Furthermore, the management team has strong execution power and adopts different strategies depending on cases, as is shown in Duoduo Grocery. When the project was launched, PDD selected 13 in-line managers for different regions nationwide. The announcement was made in the morning and some managers cancelled their house leased near the headquarter and directly flew to the governed region in the late afternoon. PDD was famous for strict obedience to orders, but the headquarter allowed each Duoduo Grocery’s in-line manager to freely design strategies according to each region’s characteristics. That was one of the key reason that Duoduo Grocery outperforms other rivals like Taocaicai and Jingxi.
Valuation Analysis
Earning forecast: e-commerce platform’s net profit can be calculated using GMV*take rate*net margin. PDD’s main app GMV was 3.5 trillion Yuan in 2022. Given that consumers value cost-to-performance more as economic growth slowdown, we expect PDD’s main app GMV to be 4.5 trillion Yuan in 2025, growing at 10% CAGR in 2022-25 and outperforms the average. Assuming the main app take rate increases to 5% as previously discussed, it implies revenue in 2025 to be 220bn Yuan. PDD’s main app remains a 40% net margin after 2021 due to less marketing expense and we expect the net margin to maintain, this means a net profit of 90bn Yuan. For new businesses like Duoduo Grocery and TEMU, the competition is fiercer and more unpredictable, and I conservatively expect they achieve break-even in 2025.

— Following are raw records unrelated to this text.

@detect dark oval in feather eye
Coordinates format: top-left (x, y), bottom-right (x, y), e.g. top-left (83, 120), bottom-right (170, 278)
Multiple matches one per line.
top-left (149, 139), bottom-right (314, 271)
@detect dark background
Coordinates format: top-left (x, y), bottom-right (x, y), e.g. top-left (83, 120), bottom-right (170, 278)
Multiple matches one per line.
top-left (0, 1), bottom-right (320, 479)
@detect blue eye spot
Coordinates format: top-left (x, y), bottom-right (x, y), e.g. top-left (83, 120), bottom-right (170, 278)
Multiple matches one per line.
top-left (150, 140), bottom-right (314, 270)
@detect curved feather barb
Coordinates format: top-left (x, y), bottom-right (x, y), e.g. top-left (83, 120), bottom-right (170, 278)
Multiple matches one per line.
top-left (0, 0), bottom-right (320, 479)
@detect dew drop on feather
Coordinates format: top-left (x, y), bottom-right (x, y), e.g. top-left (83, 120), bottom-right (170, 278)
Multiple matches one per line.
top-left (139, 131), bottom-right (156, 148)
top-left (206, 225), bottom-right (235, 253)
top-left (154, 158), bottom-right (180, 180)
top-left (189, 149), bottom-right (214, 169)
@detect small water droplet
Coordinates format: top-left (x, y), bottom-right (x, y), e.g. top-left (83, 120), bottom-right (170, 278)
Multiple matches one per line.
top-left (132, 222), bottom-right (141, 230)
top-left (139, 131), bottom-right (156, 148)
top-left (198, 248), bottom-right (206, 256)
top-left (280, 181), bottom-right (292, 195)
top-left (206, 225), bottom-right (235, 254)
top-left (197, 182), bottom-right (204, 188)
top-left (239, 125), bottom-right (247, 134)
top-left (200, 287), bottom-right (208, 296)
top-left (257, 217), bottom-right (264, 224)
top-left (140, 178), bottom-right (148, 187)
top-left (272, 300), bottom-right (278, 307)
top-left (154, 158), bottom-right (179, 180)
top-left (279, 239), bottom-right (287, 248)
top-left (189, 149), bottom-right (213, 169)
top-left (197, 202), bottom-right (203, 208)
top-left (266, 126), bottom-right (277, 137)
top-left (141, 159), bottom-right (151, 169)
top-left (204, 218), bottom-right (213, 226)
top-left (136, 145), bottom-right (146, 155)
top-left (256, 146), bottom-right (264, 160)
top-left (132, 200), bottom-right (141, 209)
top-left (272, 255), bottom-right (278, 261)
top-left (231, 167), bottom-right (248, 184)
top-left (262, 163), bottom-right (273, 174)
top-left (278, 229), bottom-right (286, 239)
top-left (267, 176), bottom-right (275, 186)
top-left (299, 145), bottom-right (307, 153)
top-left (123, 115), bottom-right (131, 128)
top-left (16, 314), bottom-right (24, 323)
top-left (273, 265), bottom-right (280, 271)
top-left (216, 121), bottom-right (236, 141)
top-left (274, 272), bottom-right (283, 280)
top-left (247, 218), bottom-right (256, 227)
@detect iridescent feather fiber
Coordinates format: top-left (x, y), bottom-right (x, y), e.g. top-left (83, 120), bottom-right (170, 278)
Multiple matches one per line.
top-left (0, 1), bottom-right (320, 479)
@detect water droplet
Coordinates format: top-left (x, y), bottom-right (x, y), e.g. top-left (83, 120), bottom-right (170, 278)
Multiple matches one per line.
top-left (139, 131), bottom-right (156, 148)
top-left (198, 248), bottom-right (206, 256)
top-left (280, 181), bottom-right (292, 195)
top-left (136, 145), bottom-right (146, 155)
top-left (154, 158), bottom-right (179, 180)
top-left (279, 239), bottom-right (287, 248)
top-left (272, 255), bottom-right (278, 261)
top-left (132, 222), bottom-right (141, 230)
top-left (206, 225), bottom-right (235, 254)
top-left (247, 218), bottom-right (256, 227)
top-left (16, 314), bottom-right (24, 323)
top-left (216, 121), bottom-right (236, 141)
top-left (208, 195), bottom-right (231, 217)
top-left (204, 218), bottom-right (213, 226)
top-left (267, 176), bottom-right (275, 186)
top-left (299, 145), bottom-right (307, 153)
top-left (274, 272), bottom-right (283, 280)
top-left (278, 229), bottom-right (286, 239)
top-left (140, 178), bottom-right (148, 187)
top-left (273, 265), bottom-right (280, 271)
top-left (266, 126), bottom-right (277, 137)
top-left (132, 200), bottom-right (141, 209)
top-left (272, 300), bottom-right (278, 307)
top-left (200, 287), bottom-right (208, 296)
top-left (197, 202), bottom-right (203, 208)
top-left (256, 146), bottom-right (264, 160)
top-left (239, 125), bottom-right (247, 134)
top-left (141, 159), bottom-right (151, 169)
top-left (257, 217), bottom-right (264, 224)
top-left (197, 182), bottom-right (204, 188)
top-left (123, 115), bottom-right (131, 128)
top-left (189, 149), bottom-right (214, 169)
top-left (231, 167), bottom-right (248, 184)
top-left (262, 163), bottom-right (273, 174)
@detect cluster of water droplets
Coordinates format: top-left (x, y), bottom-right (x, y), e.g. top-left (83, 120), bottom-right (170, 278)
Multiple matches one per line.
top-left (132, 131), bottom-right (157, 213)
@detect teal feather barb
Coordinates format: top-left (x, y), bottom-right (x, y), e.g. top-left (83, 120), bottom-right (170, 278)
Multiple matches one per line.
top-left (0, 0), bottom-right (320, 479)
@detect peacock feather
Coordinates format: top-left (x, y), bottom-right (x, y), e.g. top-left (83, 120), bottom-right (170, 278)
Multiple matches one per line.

Valuation: E-commerce business doesn’t require high CAPEX and has a relatively high profit margin so I think the industry worths a P/E of 12 in the long run. Since PDD has higher growth potential and better management than BABA and JD, I give it a valuation premium of 15 P/E in 2025. This implies a 19bn dollar market cap which is a 90% upside in less than three years, yielding an annual return of 30%.
Risks and Mitigants
Risk 1: US-China relations worsen may result in PDD being delisted. PDD has not dual-listed in HKEX, so it faces a higher risk of being delisted from the public market. However, the Chinese gov’t has allowed PCAOB to inspect audit reports of Chinese companies listed in the US, and PCAOB agrees to take routine inspections. This progress reduced the risk of PDD being delisted.
Risk 2: Overseas regulation tightened for TEMU. The market concerns that TEMU will face greater regulatory pressure in overseas markets (like TikTok in 2021) and PDD may be forced to sell this promising business. But PDD has already taken caution and is transferring TEMU to be a US-based company not affiliated with Chinese entities.
*Do note that all of this is for information only and should not be taken as investment advice. If you should choose to invest in any of the stocks, you do so at your own risk.